A number of American men who have sex with men are supportive of couples-based voluntary HIV counseling and testing (CVCT), in which couples receive counseling and their HIV test results together, according to a new study by Dr. Rob Stephenson from Rollins School of Public Health in Atlanta, USA, and his colleagues. The authors argue that there may be a demand among gay men for this effective strategy, used in Africa amongst heterosexual couples, albeit with some adaptations to the protocol to make it relevant in the US. The work is published online in Springer's journal, AIDS and Behavior.
Despite increases in options for HIV testing, including the development of oral and rapid HIV testing technologies, and expanded disease management options, the number of people undergoing HIV testing in the US has remained relatively stable. As a result, significant numbers of men who have sex with men are not currently accessing HIV testing services. HIV counseling and testing procedures in the US remain largely individually focused.
The authors examined whether couples voluntary counseling and testing could be a viable and feasible approach for gay men in the US. They carried out four focus group discussions with men in this target group in three cities - Atlanta, Chicago and Seattle - to explore their attitudes towards the possibility of a same-sex version of CVCT.

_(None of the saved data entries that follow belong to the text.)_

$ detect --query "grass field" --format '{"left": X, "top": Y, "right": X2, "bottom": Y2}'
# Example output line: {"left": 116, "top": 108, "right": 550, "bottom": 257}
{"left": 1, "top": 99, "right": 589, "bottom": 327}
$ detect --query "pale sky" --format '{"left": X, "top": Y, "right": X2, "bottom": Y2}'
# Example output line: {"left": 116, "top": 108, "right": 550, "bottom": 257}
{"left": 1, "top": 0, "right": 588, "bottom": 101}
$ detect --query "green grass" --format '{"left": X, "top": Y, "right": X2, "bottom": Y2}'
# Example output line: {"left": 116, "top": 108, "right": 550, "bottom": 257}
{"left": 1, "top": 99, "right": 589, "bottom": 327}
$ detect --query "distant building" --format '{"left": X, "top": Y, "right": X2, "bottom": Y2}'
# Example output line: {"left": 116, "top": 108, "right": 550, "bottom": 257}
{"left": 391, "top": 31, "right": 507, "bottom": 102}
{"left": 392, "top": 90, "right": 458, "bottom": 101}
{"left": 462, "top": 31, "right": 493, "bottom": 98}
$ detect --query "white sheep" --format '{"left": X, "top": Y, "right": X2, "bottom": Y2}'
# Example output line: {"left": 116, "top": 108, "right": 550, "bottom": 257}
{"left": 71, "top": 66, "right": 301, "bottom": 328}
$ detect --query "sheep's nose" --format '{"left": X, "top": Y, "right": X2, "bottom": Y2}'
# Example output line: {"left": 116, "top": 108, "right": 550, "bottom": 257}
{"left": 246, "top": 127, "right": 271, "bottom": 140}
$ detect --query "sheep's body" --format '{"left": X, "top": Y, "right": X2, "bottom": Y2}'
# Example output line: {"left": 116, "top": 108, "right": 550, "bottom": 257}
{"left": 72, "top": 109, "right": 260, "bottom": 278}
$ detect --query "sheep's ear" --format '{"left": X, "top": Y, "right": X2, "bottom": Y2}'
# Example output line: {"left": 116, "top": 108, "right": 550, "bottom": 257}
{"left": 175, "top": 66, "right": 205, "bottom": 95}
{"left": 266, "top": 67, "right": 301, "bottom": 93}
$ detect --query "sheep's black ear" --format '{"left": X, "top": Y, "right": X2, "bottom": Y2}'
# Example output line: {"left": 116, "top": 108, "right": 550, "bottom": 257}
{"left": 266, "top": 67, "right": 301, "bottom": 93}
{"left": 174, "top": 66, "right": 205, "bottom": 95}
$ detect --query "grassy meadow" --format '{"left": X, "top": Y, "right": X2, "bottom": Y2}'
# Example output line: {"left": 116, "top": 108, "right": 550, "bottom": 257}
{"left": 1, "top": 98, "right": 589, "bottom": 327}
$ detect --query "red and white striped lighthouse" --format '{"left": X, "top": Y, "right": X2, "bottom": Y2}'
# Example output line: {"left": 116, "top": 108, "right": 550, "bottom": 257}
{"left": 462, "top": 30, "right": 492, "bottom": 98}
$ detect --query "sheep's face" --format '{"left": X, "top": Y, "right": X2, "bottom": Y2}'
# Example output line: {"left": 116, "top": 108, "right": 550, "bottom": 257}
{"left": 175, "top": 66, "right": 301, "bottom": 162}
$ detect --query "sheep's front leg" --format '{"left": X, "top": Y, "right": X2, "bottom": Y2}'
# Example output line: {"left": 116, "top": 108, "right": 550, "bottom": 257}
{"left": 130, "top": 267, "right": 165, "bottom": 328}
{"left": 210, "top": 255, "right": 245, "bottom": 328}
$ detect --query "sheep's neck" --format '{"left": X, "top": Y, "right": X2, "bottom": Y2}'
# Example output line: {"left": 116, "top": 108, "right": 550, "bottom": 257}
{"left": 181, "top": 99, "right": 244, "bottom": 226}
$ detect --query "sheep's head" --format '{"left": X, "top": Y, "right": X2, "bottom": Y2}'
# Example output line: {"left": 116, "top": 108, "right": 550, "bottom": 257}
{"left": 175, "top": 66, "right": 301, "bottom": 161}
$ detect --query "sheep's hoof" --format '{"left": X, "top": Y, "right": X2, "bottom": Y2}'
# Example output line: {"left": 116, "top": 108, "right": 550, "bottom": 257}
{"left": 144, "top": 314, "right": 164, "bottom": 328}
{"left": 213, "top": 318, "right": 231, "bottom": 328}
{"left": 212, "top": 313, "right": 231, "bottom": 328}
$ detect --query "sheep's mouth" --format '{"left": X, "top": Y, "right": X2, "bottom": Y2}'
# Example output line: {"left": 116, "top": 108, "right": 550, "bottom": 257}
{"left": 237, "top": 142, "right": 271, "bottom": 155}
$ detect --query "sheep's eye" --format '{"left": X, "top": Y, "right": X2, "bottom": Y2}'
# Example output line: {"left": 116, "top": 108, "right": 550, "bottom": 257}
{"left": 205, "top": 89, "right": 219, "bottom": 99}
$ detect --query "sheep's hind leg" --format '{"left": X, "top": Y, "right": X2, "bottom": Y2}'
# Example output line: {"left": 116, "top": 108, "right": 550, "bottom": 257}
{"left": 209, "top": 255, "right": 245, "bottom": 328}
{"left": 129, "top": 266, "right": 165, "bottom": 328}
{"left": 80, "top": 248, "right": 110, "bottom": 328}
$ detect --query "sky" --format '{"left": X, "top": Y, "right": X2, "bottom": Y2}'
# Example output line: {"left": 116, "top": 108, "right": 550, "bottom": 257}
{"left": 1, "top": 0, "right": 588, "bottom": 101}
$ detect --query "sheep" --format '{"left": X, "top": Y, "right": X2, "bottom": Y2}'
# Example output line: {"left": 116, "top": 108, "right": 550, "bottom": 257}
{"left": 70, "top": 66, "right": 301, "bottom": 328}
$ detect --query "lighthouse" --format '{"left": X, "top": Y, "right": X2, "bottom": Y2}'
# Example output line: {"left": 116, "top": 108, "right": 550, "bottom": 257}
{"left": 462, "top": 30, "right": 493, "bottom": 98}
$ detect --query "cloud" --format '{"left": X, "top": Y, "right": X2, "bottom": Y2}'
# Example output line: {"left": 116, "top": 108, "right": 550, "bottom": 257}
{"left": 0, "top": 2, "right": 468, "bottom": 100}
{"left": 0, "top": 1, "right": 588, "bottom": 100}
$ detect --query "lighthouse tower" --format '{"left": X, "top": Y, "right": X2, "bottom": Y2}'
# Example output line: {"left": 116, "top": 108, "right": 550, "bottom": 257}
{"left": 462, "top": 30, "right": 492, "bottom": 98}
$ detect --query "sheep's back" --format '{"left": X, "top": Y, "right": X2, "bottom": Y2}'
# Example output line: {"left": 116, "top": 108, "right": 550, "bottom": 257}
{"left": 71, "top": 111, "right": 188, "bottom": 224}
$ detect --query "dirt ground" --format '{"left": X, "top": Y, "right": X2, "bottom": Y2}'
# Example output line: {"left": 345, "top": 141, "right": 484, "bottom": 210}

The focus groups demonstrate clear support for the concept of couples-based HIV counseling and testing among men who have sex with men. CVCT provides an opportunity for gay men to talk about sex, and make plans for safer sexual behavior as a couple, in the presence of a counselor. The discussions suggest that the provision of CVCT might help overcome several known barriers to HIV testing among this group. CVCT is seen as a sign of commitment within a relationship and is thought to be more appropriate for men in longer-term relationships. It is also seen as providing a forum for the discussion of risk-taking within the relationship. Men report they can draw emotional support from their partner when their sero-status is revealed.
The authors conclude: "CVCT is an acceptable format for HIV counseling and testing among men who have sex with men in this study, and if adapted and promoted well, could fill a significant gap in couples-based services for US men. By providing a forum in which couples can learn and share their sero-status, CVCT may help couples to be counseled on developing plans for behavioral change, and provide an opportunity to increase condom use and decrease risk-taking behaviors."